Régulièrement, une nouvelle étude scientifique met en lumière les dangers du bisphénol A (BPA) sur la santé. Après les risques pour le bébé, via les biberons en plastique, et les dangers pour les intestins, démontrés par une étude de scientifiques de l’INRA Toulouse, le BPA est maintenant accusé de compromettre le déroulement de la grossesse et la bonne santé du placenta.
Le BPA tue les cellules du placenta !
Une étude menée par un centre hospitalier universitaire canadien de Sherbrooke (CHUS) est sans appel : en se retrouvant dans le placenta, le BPA pertuberait l’activité normale de cet organe, essentiel à la vie et au développement du bébé. Pour parvenir à cette conclusion, les scientifiques ont ajouté d'infimes quantités de bisphénol A à des cellules de placenta, à 1/100e de la concentration habituellement constatée dans le sang des femmes enceintes. Résultat : les cellules normales meurent ou s’inflamment sous l'effet du BPA. La conséquence ? Fausse couche et accouchement prématuré.

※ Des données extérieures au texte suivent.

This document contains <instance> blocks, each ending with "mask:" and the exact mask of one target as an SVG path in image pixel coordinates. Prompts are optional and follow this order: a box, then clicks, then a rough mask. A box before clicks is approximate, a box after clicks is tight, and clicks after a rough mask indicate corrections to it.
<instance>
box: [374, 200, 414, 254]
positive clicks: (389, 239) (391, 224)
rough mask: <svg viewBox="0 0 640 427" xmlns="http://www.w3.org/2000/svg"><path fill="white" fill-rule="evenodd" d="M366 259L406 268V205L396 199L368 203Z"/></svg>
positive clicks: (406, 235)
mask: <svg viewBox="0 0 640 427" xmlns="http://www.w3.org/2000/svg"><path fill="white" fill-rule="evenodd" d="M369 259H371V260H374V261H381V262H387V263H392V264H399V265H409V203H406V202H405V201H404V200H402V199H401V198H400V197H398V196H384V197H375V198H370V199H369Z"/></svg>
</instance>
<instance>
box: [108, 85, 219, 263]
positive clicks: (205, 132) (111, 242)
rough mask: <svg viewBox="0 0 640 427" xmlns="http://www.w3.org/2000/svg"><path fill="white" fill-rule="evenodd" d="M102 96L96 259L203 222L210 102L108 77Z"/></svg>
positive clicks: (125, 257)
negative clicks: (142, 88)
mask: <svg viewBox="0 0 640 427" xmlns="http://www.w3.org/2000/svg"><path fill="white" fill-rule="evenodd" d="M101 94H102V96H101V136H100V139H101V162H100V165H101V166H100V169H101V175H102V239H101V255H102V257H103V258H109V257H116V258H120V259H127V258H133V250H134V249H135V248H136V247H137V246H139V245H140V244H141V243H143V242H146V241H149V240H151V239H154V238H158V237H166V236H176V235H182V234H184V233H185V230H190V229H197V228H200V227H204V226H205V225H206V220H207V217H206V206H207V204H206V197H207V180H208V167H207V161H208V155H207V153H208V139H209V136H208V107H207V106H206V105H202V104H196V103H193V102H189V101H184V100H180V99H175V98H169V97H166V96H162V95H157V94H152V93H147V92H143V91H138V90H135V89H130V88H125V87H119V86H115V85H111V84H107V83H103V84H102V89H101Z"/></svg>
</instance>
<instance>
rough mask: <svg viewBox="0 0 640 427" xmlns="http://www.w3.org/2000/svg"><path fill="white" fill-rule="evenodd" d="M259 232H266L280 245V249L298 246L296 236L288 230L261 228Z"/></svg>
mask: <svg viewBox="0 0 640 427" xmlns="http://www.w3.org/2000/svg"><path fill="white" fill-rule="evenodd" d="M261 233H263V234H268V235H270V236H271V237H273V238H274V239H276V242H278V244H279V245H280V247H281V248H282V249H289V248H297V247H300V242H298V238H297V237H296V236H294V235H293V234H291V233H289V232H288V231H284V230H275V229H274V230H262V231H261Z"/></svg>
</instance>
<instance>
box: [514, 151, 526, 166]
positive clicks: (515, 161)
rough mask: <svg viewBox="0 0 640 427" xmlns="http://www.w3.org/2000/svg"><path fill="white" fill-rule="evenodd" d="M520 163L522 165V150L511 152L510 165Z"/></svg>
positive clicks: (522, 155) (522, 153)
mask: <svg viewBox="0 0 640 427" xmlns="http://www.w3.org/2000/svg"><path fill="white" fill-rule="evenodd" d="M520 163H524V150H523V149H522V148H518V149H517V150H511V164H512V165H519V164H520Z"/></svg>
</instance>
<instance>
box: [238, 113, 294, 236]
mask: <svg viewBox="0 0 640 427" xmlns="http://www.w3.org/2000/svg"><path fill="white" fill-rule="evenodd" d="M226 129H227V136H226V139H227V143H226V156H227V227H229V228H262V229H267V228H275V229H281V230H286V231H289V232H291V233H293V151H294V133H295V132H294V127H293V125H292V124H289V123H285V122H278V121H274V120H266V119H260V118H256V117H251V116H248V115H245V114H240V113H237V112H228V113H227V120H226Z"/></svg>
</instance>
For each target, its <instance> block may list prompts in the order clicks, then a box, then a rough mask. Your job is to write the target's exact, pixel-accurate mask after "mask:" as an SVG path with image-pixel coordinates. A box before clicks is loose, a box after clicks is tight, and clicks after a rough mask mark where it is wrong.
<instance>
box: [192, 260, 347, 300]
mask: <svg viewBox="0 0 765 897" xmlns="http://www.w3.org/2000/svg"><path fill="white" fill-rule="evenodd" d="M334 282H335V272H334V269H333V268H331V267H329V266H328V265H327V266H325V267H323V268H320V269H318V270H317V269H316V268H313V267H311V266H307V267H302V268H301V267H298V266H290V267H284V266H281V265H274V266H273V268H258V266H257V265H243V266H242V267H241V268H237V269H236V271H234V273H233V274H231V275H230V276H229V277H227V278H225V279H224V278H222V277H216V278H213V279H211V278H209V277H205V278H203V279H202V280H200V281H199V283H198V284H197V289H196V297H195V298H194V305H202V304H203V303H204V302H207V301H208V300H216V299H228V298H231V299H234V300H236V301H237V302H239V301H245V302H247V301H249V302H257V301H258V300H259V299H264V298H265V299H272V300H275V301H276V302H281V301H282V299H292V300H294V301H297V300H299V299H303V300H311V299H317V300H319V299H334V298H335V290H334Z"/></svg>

Voilà pourquoi les chercheurs réclament le retrait pur et simple de ce composant chimique. Mais c’est plus facile à dire qu’à faire. On retrouve en effet le bisphénol A dans de nombreux plastiques alimentaires : biberons, cannettes, bouteilles. Le Canada le gouvernement fédéral a été le premier pays à interdire les biberons et les tétines au BPA. En France, certaines crèches ont suivi le mouvement en adoptant les biberons sans BPA. Mais il faudrait aller plus loin en l’interdisant de manière systématique, et ce dans tous les plastiques alimentaires.